Through it all, Deborah Friday loves her daughter and prays for sustained recovery. Yet she also realizes that with the criminal record and lost career-building opportunities that accompany addiction, it will be hard for her daughter to ever fully provide for four children.

That points to something else she would appreciate from lawmakers: helping people in recovery to overcome criminal records related to addiction, so they can rebuild their lives and provide for their children.

Despite all the work and stress, Deborah Friday lives for arriving home from work, knowing four happy grandchildren will rush toward her. It serves to “remind me that we will make it through this time.”

...

The opioid crisis has given Vickie Glatfelter a worry she knows will last until her dying day.

Her son, Bob, died of an overdose, leaving behind a boy with autism. Glatfelter’s grandson, who doesn’t speak, is now 10.

Glatfelter, 56, and her husband, Bob, know they’ll care for him for the rest of his childhood and beyond, probably until they become physically unable.

“Then what?” she said.

They’ve acted as parents to their grandson almost since his birth. The younger Bob Glatfelter and the child’s mother weren’t married, with both addicted to opioids. He moved back home with his parents not long after his son’s birth. Eventually, during a time when Bob and his girlfriend were both gone because of rehab and jail, Vickie Glatfelter called Children and Youth Services in York County, where they live.

“I called and said I don’t know what to do,” she said.

CYS determined the grandparents were the best placement option and helped them attain legal guardianship. Later, after Bob died, they went to court and were given primary physical custody.

Because of his disability, their grandson receives a Social Security benefit and also qualifies for health insurance through Medicaid. He also receives a Social Security death benefit of about $500 per month, which will continue until age 18.

“It doesn’t cover everything. It helps, believe me,” she said.

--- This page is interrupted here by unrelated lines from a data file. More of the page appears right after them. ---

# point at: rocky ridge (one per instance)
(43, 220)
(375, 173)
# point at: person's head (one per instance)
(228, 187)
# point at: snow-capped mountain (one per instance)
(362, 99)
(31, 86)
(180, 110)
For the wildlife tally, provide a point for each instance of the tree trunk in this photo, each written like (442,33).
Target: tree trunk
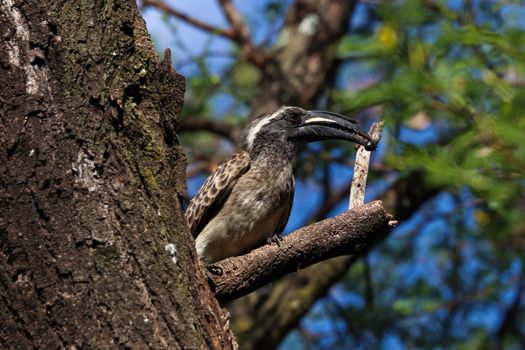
(94,251)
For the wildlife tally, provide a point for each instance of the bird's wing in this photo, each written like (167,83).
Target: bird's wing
(214,191)
(287,208)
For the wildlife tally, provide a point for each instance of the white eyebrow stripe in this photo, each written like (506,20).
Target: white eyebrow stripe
(319,119)
(254,130)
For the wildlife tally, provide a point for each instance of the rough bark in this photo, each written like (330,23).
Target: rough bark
(94,252)
(350,233)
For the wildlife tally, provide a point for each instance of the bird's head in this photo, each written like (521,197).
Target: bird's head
(294,126)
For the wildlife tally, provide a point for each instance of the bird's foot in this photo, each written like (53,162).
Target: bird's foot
(275,239)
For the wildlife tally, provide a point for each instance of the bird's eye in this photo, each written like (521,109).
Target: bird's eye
(294,117)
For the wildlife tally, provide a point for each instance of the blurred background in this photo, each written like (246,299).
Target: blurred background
(448,79)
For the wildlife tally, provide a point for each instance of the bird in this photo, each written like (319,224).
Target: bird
(248,198)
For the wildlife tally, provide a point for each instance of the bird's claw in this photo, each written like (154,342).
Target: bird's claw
(275,239)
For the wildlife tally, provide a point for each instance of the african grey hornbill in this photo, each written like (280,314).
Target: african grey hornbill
(248,198)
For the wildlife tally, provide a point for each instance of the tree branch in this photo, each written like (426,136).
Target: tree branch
(161,5)
(352,232)
(238,26)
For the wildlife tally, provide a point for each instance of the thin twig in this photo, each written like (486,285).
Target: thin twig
(352,232)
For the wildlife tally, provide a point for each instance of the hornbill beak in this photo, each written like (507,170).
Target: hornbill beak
(324,125)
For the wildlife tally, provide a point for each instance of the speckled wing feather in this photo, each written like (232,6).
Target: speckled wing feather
(283,220)
(214,191)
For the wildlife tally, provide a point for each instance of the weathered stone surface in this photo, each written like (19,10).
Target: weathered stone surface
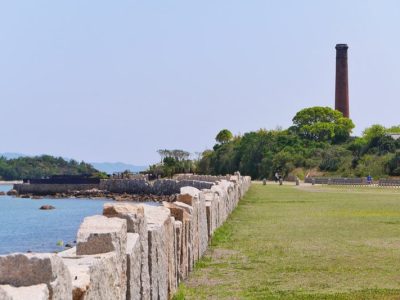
(182,213)
(193,197)
(133,255)
(178,226)
(137,223)
(211,200)
(96,277)
(34,292)
(161,252)
(12,192)
(36,268)
(99,234)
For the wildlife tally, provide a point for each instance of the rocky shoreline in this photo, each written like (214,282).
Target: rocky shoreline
(99,194)
(132,251)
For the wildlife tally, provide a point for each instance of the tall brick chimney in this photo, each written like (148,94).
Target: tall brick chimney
(342,80)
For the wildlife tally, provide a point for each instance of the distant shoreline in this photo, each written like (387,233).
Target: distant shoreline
(10,182)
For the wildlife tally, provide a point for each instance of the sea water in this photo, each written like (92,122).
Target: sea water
(24,227)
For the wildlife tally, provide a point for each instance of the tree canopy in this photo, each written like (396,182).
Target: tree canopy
(319,141)
(224,136)
(322,124)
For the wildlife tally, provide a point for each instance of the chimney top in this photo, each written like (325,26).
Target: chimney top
(341,46)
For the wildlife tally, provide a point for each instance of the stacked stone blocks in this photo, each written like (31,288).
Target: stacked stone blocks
(131,251)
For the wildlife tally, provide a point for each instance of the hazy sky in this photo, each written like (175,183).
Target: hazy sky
(117,80)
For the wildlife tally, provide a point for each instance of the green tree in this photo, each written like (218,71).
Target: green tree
(224,136)
(375,131)
(322,124)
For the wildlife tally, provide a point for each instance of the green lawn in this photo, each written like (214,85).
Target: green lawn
(285,242)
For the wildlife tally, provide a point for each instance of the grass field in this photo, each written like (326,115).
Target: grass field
(286,242)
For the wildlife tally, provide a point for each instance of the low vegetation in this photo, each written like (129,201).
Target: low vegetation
(285,242)
(318,143)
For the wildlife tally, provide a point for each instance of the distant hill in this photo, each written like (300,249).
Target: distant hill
(110,168)
(12,155)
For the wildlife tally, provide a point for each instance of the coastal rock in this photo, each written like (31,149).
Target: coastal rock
(136,223)
(12,193)
(133,257)
(161,252)
(47,207)
(99,234)
(22,270)
(95,277)
(181,212)
(34,292)
(211,210)
(193,197)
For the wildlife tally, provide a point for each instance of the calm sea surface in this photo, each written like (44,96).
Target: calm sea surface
(23,226)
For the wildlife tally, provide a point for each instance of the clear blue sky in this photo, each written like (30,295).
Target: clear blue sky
(117,80)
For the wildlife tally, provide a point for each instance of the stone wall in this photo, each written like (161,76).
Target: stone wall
(130,186)
(131,251)
(51,189)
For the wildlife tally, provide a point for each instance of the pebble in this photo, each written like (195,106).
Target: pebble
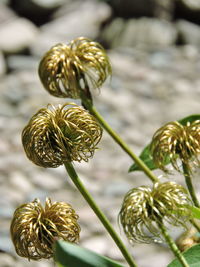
(151,85)
(17,35)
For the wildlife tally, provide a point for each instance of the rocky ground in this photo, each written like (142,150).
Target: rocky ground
(153,82)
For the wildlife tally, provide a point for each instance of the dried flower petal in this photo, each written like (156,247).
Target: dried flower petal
(174,141)
(66,69)
(56,135)
(144,208)
(171,200)
(34,229)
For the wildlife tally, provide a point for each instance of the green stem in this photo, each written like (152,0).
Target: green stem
(172,245)
(73,175)
(188,181)
(120,142)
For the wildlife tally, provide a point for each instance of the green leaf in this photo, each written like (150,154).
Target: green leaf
(68,255)
(192,256)
(145,155)
(146,158)
(195,212)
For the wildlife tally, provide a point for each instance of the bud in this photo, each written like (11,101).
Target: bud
(66,69)
(34,229)
(144,208)
(174,142)
(63,134)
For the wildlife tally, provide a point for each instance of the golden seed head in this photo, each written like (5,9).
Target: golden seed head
(171,200)
(175,142)
(143,208)
(57,135)
(66,69)
(34,229)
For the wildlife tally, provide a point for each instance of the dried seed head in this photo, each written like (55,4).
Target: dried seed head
(136,215)
(34,229)
(174,142)
(57,135)
(143,208)
(66,69)
(171,201)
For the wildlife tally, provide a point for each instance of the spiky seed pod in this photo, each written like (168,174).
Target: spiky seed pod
(144,208)
(66,69)
(174,142)
(63,134)
(136,215)
(171,201)
(34,229)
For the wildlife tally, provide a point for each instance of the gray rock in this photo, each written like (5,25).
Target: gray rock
(189,33)
(80,18)
(135,8)
(6,13)
(2,65)
(144,31)
(48,4)
(192,4)
(19,62)
(17,35)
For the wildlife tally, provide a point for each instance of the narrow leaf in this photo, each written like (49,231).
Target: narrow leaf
(68,255)
(192,256)
(195,212)
(145,155)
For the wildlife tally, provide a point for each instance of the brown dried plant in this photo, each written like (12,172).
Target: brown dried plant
(68,68)
(34,229)
(144,208)
(63,134)
(174,142)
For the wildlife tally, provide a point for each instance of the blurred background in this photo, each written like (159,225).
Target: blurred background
(154,48)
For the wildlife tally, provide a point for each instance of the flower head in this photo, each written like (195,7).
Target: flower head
(56,135)
(34,229)
(66,69)
(144,208)
(174,142)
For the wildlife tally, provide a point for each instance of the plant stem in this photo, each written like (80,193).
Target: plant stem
(188,181)
(172,245)
(73,175)
(119,141)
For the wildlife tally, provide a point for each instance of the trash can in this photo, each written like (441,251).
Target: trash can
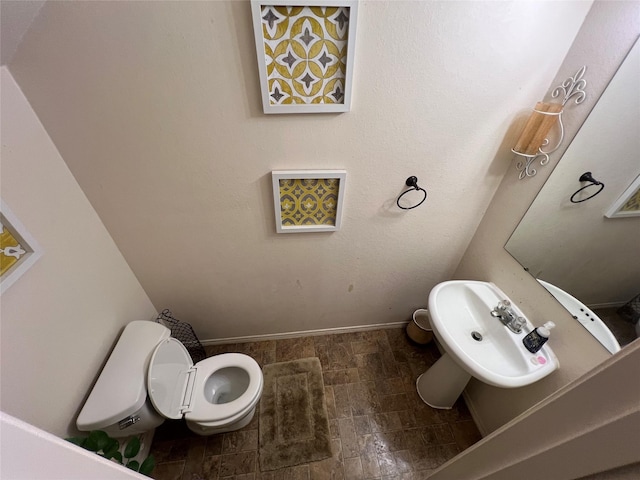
(419,329)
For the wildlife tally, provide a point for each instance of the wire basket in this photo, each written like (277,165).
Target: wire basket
(184,333)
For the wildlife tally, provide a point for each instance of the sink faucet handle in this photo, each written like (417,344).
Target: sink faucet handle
(503,305)
(519,323)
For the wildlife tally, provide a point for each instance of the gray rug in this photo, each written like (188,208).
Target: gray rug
(294,426)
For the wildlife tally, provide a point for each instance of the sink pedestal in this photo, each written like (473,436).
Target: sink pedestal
(441,385)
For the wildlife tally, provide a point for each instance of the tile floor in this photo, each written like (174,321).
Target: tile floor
(379,426)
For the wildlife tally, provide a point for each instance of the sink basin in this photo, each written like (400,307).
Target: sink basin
(477,344)
(461,307)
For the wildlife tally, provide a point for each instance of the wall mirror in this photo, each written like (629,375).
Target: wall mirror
(573,247)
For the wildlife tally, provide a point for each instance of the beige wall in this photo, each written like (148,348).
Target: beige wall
(588,427)
(607,35)
(61,318)
(574,246)
(155,107)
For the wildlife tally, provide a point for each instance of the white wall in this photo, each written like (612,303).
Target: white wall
(608,33)
(155,107)
(574,246)
(61,318)
(55,458)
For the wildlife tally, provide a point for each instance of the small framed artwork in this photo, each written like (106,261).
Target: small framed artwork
(628,204)
(18,249)
(308,200)
(305,52)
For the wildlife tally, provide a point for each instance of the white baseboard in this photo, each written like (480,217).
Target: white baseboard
(303,333)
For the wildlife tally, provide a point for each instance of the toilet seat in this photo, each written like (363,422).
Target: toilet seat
(204,411)
(176,385)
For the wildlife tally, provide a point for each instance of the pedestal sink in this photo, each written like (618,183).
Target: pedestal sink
(477,344)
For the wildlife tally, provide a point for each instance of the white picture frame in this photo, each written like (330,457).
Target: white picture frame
(627,204)
(305,51)
(18,247)
(307,201)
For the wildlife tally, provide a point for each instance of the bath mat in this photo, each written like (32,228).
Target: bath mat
(294,426)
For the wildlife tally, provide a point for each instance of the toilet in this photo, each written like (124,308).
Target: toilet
(150,377)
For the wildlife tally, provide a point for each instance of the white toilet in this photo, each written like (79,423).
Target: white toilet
(150,376)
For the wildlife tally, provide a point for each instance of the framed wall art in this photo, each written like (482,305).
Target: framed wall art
(628,204)
(305,54)
(18,249)
(308,200)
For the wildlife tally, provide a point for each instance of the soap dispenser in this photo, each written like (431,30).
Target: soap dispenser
(537,337)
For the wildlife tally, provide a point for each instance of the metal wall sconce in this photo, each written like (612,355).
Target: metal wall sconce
(532,143)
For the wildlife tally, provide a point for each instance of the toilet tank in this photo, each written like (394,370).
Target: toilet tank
(121,389)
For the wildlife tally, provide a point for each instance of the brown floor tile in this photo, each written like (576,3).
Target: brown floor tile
(168,470)
(379,426)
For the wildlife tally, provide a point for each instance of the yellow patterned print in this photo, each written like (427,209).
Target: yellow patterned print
(10,250)
(305,52)
(309,201)
(633,204)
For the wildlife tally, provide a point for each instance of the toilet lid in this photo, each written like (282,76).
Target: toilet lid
(170,376)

Vickie Glatfelter and her husband both work full time. So just as they enter the time in their lives when they would otherwise be thinking about retirement, they face the costs of raising another child.

“I’ll never have a normal life,” she said.

At times she wrestles with anger about her situation, the lack of help from the system, that her son allowed heroin to cause such pain in all their lives and left an innocent boy without a father. At other times, she mourns the toll of a national epidemic and the loss of a son who was once so full of life and goodness. She sees her son in her grandson.

“It breaks my heart some days. I get choked up,” Vickie Glatfelter said.

It also removes any doubt she will persevere, no matter the cost.

“I love him like he’s my own,” she said. “That’s what I have left of my own son. I’ll do anything I can to make sure he’s as successful as he can be.”